Anaxagore est le premier à donner une explication rationnelle des éclipses de lune et de soleil. L’observation de ces éclipses, qui ne sont pas observables en tous lieux au même moment de la journée, entraîne l’abandon de la conception naïve de la Terre comme d’un disque plat[12]. En outre, les progrès de la géométrie et de son application à l’optique — pour résoudre les problèmes de la perspective, de la trisection de l’angle et de la duplication du cube — permettent à Hippias d'Élis de découvrir la quadratrice ; ces progrès eurent pour effet de renouveler de façon spectaculaire la cosmologie des Grecs, qui se représentèrent la Terre comme un globe avec, entre elle et le ciel, un espace où pouvaient circuler les planètes sur des orbites concentriques. Dès lors, Œnopide de Chios rend compte de leur inclinaison variable selon les saisons : il reconnaît le plan de l’écliptique dont il fixe à environ 23° l’inclinaison par rapport au plan de l’équateur céleste[13]. Les orbites des planètes et la régularité de leur mouvement sont déterminés dans les milieux scientifiques présidés par Archytas de Tarente, sans doute vers le début du IVe siècle av. J.-C.[14] Ainsi naît l’astronomie mathématique, qui, dépassant l’observation, cherche à construire rationnellement un modèle du cosmos à l’aide des notions de mouvement uniforme, de trajectoire circulaire, et de distance et vitesse mesurables. C’est précisément cette astronomie scientifique que prône Platon lorsqu’il propose de « prendre congé des phénomènes » pour raisonner plutôt à l’aide de calculs et de figures géométriques[15].
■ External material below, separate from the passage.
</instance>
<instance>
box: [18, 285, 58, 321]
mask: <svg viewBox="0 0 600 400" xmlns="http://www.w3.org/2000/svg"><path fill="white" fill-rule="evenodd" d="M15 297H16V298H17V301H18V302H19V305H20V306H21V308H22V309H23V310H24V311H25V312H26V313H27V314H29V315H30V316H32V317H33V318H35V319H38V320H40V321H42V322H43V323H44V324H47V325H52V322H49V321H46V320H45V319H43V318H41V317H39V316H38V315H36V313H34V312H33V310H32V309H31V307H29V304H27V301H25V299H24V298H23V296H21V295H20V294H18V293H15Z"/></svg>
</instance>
De la rotation de la Terre à sa révolution, ou la fin du géocentrisme[modifier | modifier le code]

Pour rendre compte des stations et rétrogradations apparentes du mouvement des planètes, Eudoxe de Cnide invente le système des sphères homocentriques se mouvant selon des axes différents, ce qui pouvait expliquer la sinuosité, en forme de 8, de la trajectoire rebroussée appelée hippopède[16]. Les 27 sphères de son système sont portées à 34 avec Callippe de Cyzique et à 56 avec Aristote[17]. Mais cette multiplication des sphères se révèle incapable de rendre compte de la totalité des apparences. La théorie des épicycles, issue des travaux du géomètre Apollonios de Perga, s’inscrit toujours dans le principe du géocentrisme ; elle est élaborée par les astronomes alexandrins, d’Hipparque à Claude Ptolémée[18]. Une simplification est apportée au système des sphères homocentriques d’Eudoxe par l’hypothèse de la giration de la Terre sur son axe, hypothèse peut-être formulée par Platon[N 1] et Aristote, mais énoncée à coup sûr par Héraclide du Pont et admise par Philippe d'Oponte [19]. L’explication du mouvement diurne est aussi apportée par la révolution du globe terrestre autour du centre de l’univers, idée formulée, au témoignage d’Aristote[20], par des Pythagoriciens[21].

Héliocentrisme et précession des équinoxes[modifier | modifier le code]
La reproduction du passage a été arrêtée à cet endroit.